A Gilan, in Iran – un paese dove essere omosessuali è punibile con reclusione, abusi e morte – una serie di filmati sui social network mostrano alcuni mullah impegnati in rapporti omosessuali. Il primo video, pubblicato il 18 luglio su Telegram, su un canale chiamato “Gilan News”, mostrava Reza Seghati, direttore generale dell’ufficio del ministero della Cultura nella provincia di Gilan, nel nord dell’Iran, mentre aveva rapporti con un altro uomo.

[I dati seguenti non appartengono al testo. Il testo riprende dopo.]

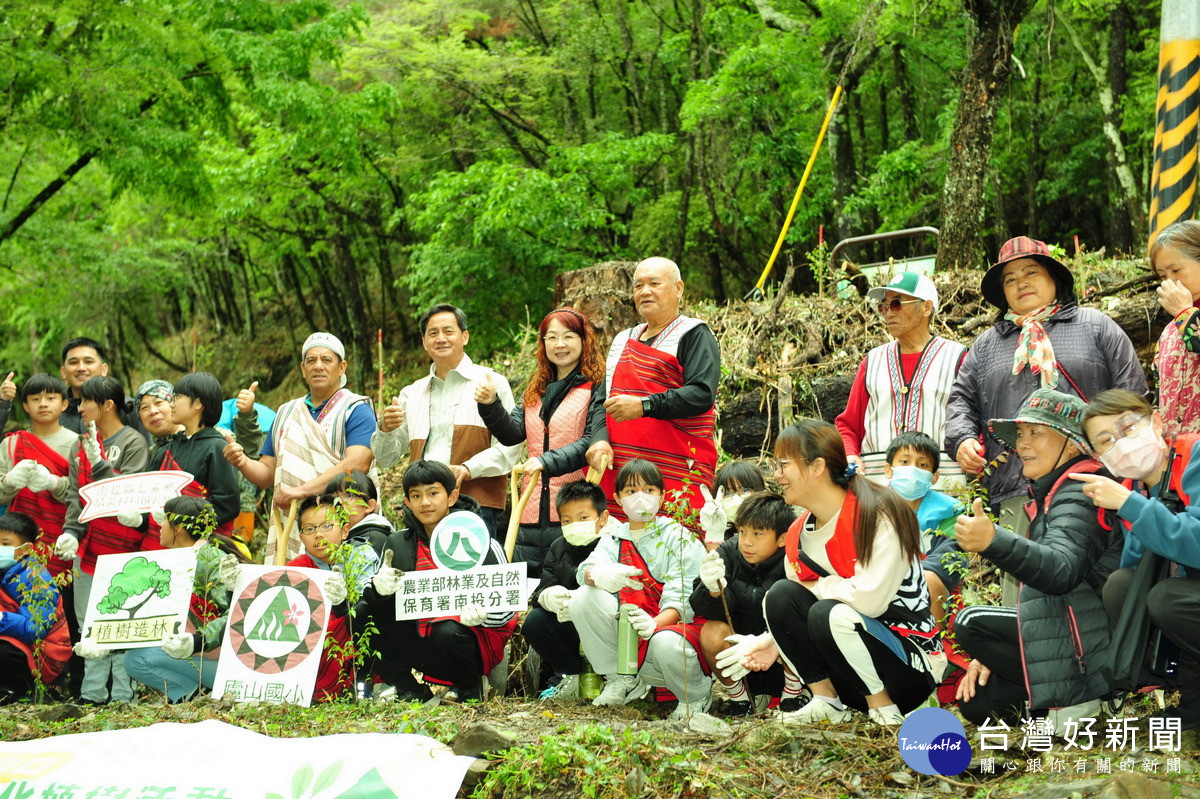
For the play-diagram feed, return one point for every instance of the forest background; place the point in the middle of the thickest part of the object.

Il 21 luglio un altro filmato ritraeva Mohammad Safari, fondamentalista e membro del consiglio municipale di Anzali – anch’essa cittadina della provincia di Gilan –,  mentre fumava oppio e si masturbava guardando il cellulare, pratica vietata dalle istituzioni religiose del paese.

Poi il 30 luglio è emersa sui social media una presunta videochiamata esplicita tra due mullah, ossia le autorità religiose del regime. Il primo dei due è Mahdi Haghshenas, ex deputato dell’Ufficio per la propagazione della virtù e la prevenzione del vizio sempre nella provincia di Gilan, l’altro invece suo cognato. La diffusione di questi video contribuisce a evidenziare l’ipocrisia del regime.

Reazione del regime

Il dipartimento di orientamento culturale e islamico di Gilan ha rilasciato una dichiarazione il 22 luglio, in cui ha fatto riferimento al «sospetto passo falso del direttore dell'orientamento islamico a Gilan» e di «aver deferito il caso alle autorità giudiziarie», ma Seghati non avrebbe subìto finora alcuna azione legale e secondo i media iraniani sarebbe solo stato «sostituito» come direttore generale senza alcuna spiegazione

Invece il regime sta perseguendo la persona che ha pubblicato il video, tanto che l’utente ha affermato che diversi giorni dopo la pubblicazione del filmato su Telegram di essere stato minacciato di morte e che i suoi familiari sono stati sotto arresto in Iran per diverse ore. 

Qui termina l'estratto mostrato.